Agent skill
paragraph-curator
Structured paragraph curation for C5: **select -> evaluate -> subset -> fuse**, so drafts converge instead of only expanding. **Trigger**: paragraph curator, curation, select evaluate fuse, paragraph selection, 选段, 评价, 融合, 收敛, 去冗余. **Use when**: you are in C5, `sections/*.md` exist, and the writing loop drifts toward 'longer by accumulation' (repetition, redundant paragraphs, weak synthesis). **Skip if**: evidence packs are thin / `evidence-selfloop` is BLOCKED; or you are pre-C2 (NO PROSE). **Network**: none. **Guardrail**: do not invent facts; do not add/remove citation keys; do not move citations across subsections; keep section-level claims consistent with `output/ARGUMENT_SKELETON.md# Consistency Contract`.
Install this agent skill to your Project
npx add-skill https://github.com/WILLOSCAR/research-units-pipeline-skills/tree/main/.codex/skills/paragraph-curator
SKILL.md
Paragraph Curator (select -> evaluate -> subset -> fuse)

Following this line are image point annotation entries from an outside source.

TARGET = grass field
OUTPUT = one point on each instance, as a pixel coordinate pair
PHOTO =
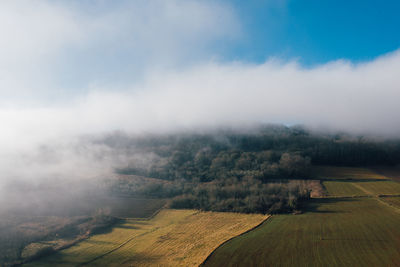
(380, 188)
(333, 173)
(171, 238)
(342, 189)
(334, 232)
(394, 201)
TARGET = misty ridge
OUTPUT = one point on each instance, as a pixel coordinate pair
(59, 178)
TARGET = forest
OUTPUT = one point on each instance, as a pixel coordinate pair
(261, 170)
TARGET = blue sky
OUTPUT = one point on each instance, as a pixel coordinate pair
(315, 31)
(84, 67)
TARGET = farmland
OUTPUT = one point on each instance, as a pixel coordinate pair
(335, 232)
(346, 173)
(338, 230)
(355, 223)
(342, 189)
(172, 237)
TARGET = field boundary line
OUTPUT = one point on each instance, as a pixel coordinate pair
(363, 189)
(226, 241)
(378, 198)
(388, 204)
(118, 247)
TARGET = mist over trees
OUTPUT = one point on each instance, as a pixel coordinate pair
(248, 171)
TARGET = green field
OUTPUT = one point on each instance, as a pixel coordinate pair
(342, 189)
(334, 232)
(171, 238)
(380, 187)
(394, 201)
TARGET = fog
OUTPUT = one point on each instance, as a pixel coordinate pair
(70, 73)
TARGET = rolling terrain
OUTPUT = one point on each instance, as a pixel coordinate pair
(170, 238)
(354, 225)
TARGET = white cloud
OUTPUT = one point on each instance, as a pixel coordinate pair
(44, 46)
(55, 49)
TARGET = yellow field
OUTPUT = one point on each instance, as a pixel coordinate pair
(330, 172)
(171, 238)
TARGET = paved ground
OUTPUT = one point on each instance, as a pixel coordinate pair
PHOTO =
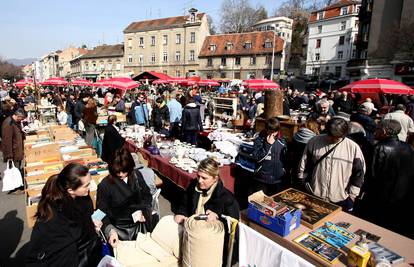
(14, 233)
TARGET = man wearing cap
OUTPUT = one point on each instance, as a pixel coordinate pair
(363, 117)
(407, 124)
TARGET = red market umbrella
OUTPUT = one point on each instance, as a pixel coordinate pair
(23, 82)
(123, 83)
(208, 83)
(377, 86)
(55, 81)
(81, 82)
(260, 84)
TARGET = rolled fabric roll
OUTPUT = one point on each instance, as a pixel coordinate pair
(202, 243)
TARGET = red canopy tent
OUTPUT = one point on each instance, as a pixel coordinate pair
(260, 84)
(81, 82)
(377, 86)
(23, 82)
(208, 83)
(55, 81)
(123, 83)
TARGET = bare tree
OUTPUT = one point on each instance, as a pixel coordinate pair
(239, 16)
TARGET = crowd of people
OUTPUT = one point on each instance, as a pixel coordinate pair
(346, 152)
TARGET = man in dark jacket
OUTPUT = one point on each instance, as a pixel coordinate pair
(269, 154)
(389, 190)
(160, 114)
(191, 122)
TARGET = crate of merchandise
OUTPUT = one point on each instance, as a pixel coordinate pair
(275, 216)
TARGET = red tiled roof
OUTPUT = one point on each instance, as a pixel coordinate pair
(238, 41)
(333, 10)
(160, 24)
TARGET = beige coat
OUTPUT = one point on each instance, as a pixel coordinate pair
(338, 175)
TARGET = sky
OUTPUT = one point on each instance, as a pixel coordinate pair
(31, 29)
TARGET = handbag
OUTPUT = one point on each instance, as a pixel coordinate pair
(311, 166)
(12, 177)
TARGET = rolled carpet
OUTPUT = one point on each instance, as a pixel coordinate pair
(202, 243)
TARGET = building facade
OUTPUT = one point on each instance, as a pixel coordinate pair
(240, 55)
(283, 27)
(64, 58)
(103, 61)
(378, 51)
(168, 45)
(333, 32)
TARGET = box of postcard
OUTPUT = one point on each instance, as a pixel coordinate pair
(275, 216)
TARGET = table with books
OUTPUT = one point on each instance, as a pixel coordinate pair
(330, 241)
(47, 152)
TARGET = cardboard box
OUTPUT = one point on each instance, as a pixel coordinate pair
(281, 224)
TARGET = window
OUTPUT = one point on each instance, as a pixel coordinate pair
(192, 55)
(318, 43)
(341, 40)
(338, 71)
(268, 60)
(252, 60)
(319, 15)
(343, 25)
(237, 63)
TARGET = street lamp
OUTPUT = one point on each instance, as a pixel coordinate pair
(273, 50)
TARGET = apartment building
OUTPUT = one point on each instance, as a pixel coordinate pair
(168, 45)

Purpose: turn “keep rewriting and getting longer” into a controlled convergence step.
This skill adds a decision layer between “draft paragraphs” and “polish voice”:
- keep the best paragraphs
- merge redundant ones
- rewrite for clearer argument moves
- expand only when coverage is missing (using existing evidence cards)
This is a content-structure pass (not a style pass). Run style-harmonizer and opener-variator after curation.
Inputs
Required:
sections/(especially H3 bodies:sections/S<sub_id>.md)outline/writer_context_packs.jsonl(what each H3 must cover + allowed citations)output/ARGUMENT_SKELETON.md(single source of truth for terminology + premises)
Recommended:
output/SECTION_ARGUMENT_SUMMARIES.jsonl(paragraph moves + outputs)output/SECTION_LOGIC_REPORT.md(paragraph linkage risks)output/WRITER_SELFLOOP_TODO.md(style smells / scope/citation warnings)
Outputs
- Updated
sections/*.md(same filenames; body-only; no headings) output/PARAGRAPH_CURATION_REPORT.md(short; PASS/FAIL + what changed)- Create
sections/paragraphs_curated.refined.okwhen done (empty file; pipeline contract signal)
What this skill optimizes (rubric)
You are not trying to “shorten”. You are trying to increase information density while keeping the section verifiable.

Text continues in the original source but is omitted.